Yıllardır var olan IQ (Intelligence Quotient)  kavramını hepimiz biliyoruzdur. Geçtiğimiz yıllarda hayli popüler olan EQ (Emotional Quotient) ile de çoğumuzun tanıştığını tahmin ediyorum. Peki ya LQ ?

LQ yani Language Quotient – Dil Zekası , Harvard Üniversitesi akademisyenlerinden Howard Gardner’in “Çoklu Zeka Teorisi”ne göre saptanan, 9 zeka türünden biridir.

Howard Gardner, insan zekasının ölçümlenebilmesinde bir yol değil birkaç farklı yola ihtiyaç olduğu fikrinden yola çıkarak zeka türlerini şöyle sınıflandırır:

  1. Naturalist (Natüralist Zeka)
  2. Logical-Mathematical (Mantıksal-Matematiksel Zeka)
  3. Visiual-Spatial (Görsel-Uzaysal Zeka)
  4. Musical-Rhythmic (Müzikal-Ritmik Zeka):
  5. Bodily-Kinesthetic (Bedensel-Kinestetik Zeka)
  6. Intrapersonal (İçsel Zeka)
  7. Interpersonal (Sosyal Zeka)
  8. Existential (Varoluşsal Zeka)
  9. Verbal–linguistic (Sözel-Linguistik Zeka)

Bugün birçok eğitimcinin benimsediği bu yaklaşım, farklı boyutlarıyla günümüzde hala geliştiriledursun, biz bu dokuz türden;  Linguistik Zeka ya da daha basit bir ifade ile Dil Zekasından biraz dem vuralım.

Dil Zekası  konuşma ve yazma becerisi ile ilgilidir. Gelişmiş dil zekasına sahip kişilerin ifade becerileri yüksektir. Okuma, yazma, hikayeler anlatma ve kelimeleri tarihleriyle birlikte hatırlamada iyidirler.

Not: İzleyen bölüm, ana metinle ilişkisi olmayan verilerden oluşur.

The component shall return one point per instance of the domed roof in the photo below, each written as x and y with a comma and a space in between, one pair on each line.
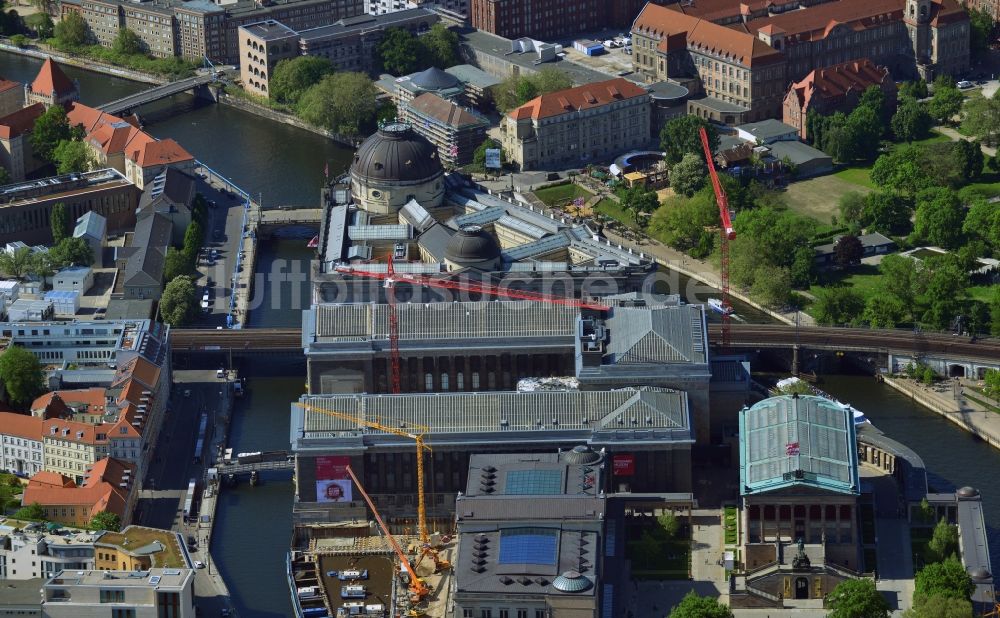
571, 581
396, 153
582, 454
435, 79
471, 245
967, 492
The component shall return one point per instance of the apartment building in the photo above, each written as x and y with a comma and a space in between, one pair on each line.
578, 125
743, 70
21, 447
349, 44
550, 19
835, 88
456, 131
155, 593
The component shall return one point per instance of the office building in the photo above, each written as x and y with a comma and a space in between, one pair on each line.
742, 72
572, 127
143, 594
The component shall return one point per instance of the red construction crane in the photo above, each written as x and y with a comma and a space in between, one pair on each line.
391, 278
728, 233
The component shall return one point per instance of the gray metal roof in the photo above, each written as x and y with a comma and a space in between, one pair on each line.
433, 321
804, 440
664, 334
644, 414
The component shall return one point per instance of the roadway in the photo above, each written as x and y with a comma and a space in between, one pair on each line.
155, 94
743, 336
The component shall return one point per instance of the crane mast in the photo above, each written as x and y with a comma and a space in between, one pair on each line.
727, 232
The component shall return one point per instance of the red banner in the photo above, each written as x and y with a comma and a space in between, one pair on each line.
624, 464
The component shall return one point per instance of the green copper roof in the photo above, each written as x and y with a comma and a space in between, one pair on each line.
791, 441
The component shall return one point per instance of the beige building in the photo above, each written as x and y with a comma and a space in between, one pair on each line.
262, 46
577, 126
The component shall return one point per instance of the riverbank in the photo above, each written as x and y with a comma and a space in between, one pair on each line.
954, 406
276, 116
83, 63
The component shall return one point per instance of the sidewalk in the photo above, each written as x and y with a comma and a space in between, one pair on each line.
954, 405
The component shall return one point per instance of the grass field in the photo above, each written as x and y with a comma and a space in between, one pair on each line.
560, 194
817, 197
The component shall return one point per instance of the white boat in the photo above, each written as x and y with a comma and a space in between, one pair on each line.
794, 384
718, 306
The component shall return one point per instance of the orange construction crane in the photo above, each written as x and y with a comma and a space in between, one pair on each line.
728, 233
414, 432
391, 278
417, 586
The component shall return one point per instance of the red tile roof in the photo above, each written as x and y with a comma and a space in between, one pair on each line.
51, 80
587, 96
21, 426
834, 82
21, 121
741, 46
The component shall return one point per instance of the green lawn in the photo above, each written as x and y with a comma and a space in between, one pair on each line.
610, 208
560, 194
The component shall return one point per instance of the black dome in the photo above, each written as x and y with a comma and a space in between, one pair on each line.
471, 245
435, 79
396, 153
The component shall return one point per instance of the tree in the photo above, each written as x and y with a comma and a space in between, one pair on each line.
72, 156
980, 30
856, 598
292, 77
772, 285
940, 607
939, 217
688, 174
399, 52
883, 311
848, 251
15, 264
946, 103
72, 30
694, 606
51, 128
851, 206
982, 119
680, 136
59, 222
838, 305
342, 102
32, 512
105, 520
945, 579
127, 43
886, 212
177, 303
21, 374
42, 24
911, 121
71, 252
639, 201
944, 541
441, 46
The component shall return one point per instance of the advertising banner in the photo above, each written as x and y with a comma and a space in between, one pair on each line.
332, 481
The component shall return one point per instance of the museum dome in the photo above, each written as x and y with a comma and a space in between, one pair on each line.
472, 245
435, 79
396, 153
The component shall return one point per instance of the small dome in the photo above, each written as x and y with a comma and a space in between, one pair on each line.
396, 153
980, 574
582, 454
967, 492
471, 245
435, 79
571, 581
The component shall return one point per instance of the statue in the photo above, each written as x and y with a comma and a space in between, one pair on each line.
801, 560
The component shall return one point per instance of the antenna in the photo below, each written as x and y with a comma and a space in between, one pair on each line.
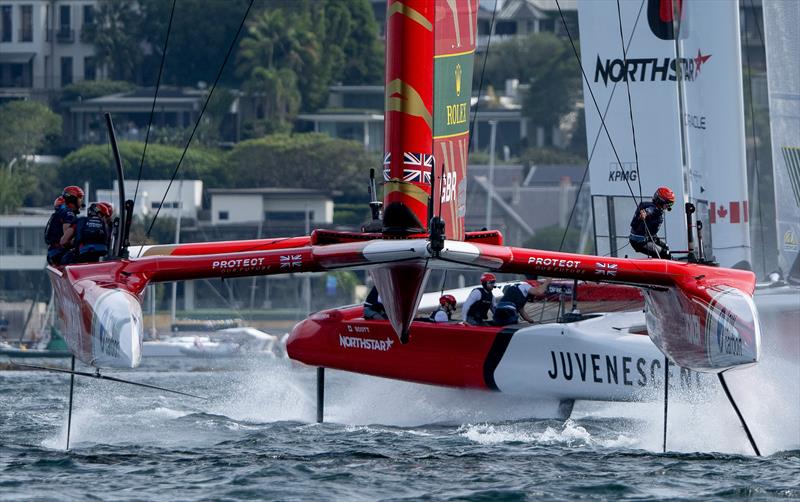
692, 257
375, 207
123, 228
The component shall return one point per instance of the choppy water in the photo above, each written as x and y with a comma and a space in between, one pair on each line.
254, 439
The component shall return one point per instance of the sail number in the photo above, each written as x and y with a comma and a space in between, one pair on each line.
449, 187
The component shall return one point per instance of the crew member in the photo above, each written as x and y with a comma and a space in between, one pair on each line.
480, 301
515, 296
60, 231
447, 305
92, 235
646, 222
373, 308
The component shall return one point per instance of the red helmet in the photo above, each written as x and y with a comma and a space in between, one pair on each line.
664, 197
72, 190
447, 300
106, 209
72, 195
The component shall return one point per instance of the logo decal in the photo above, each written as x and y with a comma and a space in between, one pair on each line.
291, 261
790, 241
605, 268
661, 16
238, 264
354, 342
649, 69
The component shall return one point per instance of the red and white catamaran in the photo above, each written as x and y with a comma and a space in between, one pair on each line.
701, 317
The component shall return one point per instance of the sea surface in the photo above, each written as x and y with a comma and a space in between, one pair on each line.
255, 438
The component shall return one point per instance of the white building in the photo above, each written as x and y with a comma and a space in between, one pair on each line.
273, 205
22, 244
42, 47
185, 196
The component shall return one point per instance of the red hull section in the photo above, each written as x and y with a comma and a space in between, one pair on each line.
342, 339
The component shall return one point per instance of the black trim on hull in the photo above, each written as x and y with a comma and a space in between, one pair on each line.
496, 352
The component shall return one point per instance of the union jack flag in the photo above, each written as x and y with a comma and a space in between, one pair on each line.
417, 167
291, 261
605, 268
418, 159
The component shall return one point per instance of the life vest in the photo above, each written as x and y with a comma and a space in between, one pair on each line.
651, 224
372, 301
480, 309
54, 230
513, 294
91, 230
432, 317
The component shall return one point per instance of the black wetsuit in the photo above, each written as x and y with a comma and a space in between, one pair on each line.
479, 311
643, 237
91, 239
53, 233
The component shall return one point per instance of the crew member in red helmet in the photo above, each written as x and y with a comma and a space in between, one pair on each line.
447, 305
647, 221
480, 301
60, 231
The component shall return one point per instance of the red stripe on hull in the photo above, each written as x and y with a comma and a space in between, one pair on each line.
341, 339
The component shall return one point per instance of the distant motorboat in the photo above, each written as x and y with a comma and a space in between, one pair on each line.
231, 342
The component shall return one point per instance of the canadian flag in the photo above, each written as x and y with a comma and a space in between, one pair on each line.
733, 212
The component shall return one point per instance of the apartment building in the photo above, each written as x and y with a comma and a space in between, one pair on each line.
42, 46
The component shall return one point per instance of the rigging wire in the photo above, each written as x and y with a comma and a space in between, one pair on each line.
155, 97
630, 104
753, 132
200, 116
597, 107
483, 70
596, 138
477, 106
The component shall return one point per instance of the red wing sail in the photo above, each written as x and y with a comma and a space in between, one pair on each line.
430, 46
454, 54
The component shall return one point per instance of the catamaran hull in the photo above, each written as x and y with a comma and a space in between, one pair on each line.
595, 359
102, 326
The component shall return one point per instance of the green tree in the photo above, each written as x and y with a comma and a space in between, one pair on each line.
25, 126
281, 61
93, 163
14, 187
351, 36
546, 64
88, 89
550, 156
197, 24
301, 161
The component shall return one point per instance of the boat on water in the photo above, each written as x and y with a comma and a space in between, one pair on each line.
569, 356
229, 342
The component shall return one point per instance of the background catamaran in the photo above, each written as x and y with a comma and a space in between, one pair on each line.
701, 317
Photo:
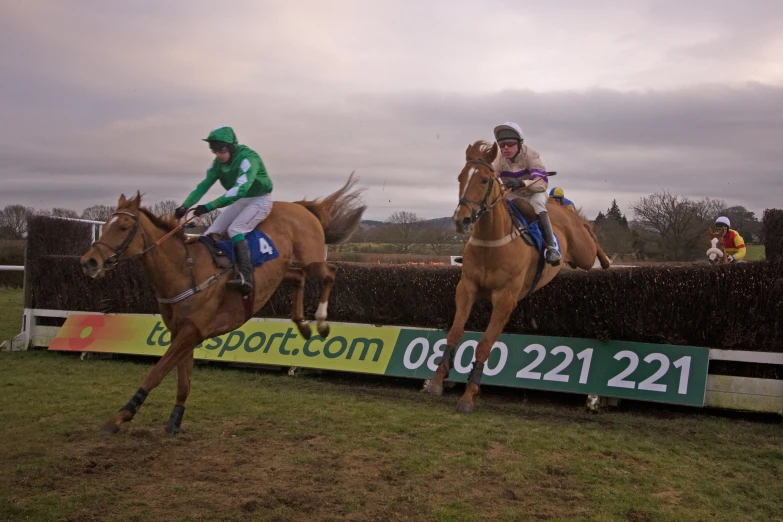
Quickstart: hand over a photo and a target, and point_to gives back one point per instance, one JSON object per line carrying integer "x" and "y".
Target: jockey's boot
{"x": 551, "y": 254}
{"x": 244, "y": 267}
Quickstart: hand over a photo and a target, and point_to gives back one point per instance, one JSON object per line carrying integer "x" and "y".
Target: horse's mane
{"x": 166, "y": 222}
{"x": 478, "y": 150}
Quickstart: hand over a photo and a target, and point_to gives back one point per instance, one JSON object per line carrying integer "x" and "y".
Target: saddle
{"x": 219, "y": 256}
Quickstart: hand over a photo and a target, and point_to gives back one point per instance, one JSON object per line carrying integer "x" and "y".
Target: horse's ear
{"x": 493, "y": 153}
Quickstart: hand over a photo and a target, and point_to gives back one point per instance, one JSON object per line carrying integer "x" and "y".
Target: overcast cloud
{"x": 623, "y": 99}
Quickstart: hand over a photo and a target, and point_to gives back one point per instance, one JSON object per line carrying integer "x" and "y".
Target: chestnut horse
{"x": 195, "y": 302}
{"x": 497, "y": 264}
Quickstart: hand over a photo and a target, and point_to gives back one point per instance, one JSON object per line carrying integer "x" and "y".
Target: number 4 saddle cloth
{"x": 261, "y": 247}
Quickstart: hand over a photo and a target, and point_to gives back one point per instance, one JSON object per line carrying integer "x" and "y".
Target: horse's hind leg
{"x": 326, "y": 273}
{"x": 465, "y": 297}
{"x": 296, "y": 278}
{"x": 184, "y": 371}
{"x": 503, "y": 303}
{"x": 182, "y": 346}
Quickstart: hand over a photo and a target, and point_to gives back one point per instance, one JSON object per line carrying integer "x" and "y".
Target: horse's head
{"x": 715, "y": 253}
{"x": 119, "y": 237}
{"x": 479, "y": 187}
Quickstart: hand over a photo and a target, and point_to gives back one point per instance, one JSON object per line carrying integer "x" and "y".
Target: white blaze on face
{"x": 470, "y": 176}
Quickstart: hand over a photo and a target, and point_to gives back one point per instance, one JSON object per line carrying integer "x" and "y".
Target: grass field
{"x": 265, "y": 446}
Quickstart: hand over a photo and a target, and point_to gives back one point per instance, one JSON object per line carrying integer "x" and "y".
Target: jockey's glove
{"x": 514, "y": 184}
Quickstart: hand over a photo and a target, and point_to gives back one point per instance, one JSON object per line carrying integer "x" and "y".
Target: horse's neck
{"x": 495, "y": 224}
{"x": 166, "y": 264}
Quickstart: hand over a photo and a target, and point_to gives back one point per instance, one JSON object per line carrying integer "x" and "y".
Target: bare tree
{"x": 164, "y": 207}
{"x": 613, "y": 236}
{"x": 98, "y": 212}
{"x": 438, "y": 239}
{"x": 677, "y": 223}
{"x": 743, "y": 221}
{"x": 13, "y": 219}
{"x": 404, "y": 229}
{"x": 64, "y": 212}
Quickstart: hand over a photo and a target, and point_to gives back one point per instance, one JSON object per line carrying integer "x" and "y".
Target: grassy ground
{"x": 264, "y": 446}
{"x": 10, "y": 312}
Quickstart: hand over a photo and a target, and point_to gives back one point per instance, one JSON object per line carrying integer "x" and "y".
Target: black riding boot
{"x": 244, "y": 267}
{"x": 551, "y": 254}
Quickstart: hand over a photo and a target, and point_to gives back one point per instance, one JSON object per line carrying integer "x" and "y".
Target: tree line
{"x": 13, "y": 218}
{"x": 670, "y": 227}
{"x": 665, "y": 227}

Türk Tiyatrosu’nun büyük isimlerinden biri olan İsmail Dümbüllü, Kel Hasan’dan devraldığı “kavuk”un hakkını verircesine, kıvrak zekası ve tadına doyulmaz sahne performanslarıyla bilinir:

Bir gün Dümbüllü oyununu sürdürürken, seyircilerden biri , Dümbüllü’yü protesto etmek amacıyla olsa gerek ki, sahneye bir “salatalık” yani “hıyar” atmış.
Dümbüllü gayet sakin ve son derece saygılı bir şekilde eğilerek yerden hıyarı almış, ona dikkatle bakmış ve seyirciye göstererek:
“Ne güzel…Seyircilerimden  biri bana kartvizitini atmış” demiş.
Ve tabii bu sözün ardından seyircilerden müthiş bir kahkaha, ardından alkış kıyamet…

Bu hikayeyi ne zaman anlatsam, dinleyenlerin bir kısmı Dümbüllü’nün son derece zeki ve kıvrak olduğunu, diğer bir kısmı ise sahne tecrübesinin çok olmasının, bu kıvraklığa sebep olduğunu ifade eder. Bu iki görüşe de katılmakla beraber, bu örnekteki durumun Dil Zekası ile direkt bağlantılı olduğunu da eklemek isterim.

Dil Zekası, standart iletişim biçimlerimize, kendimizi ifade ettiğimiz her ortama katkı sağlayacağı gibi, Dümbüllü örneğinde gördüğümüz hazırlıksız yakalandığımız durumlara da etki eder.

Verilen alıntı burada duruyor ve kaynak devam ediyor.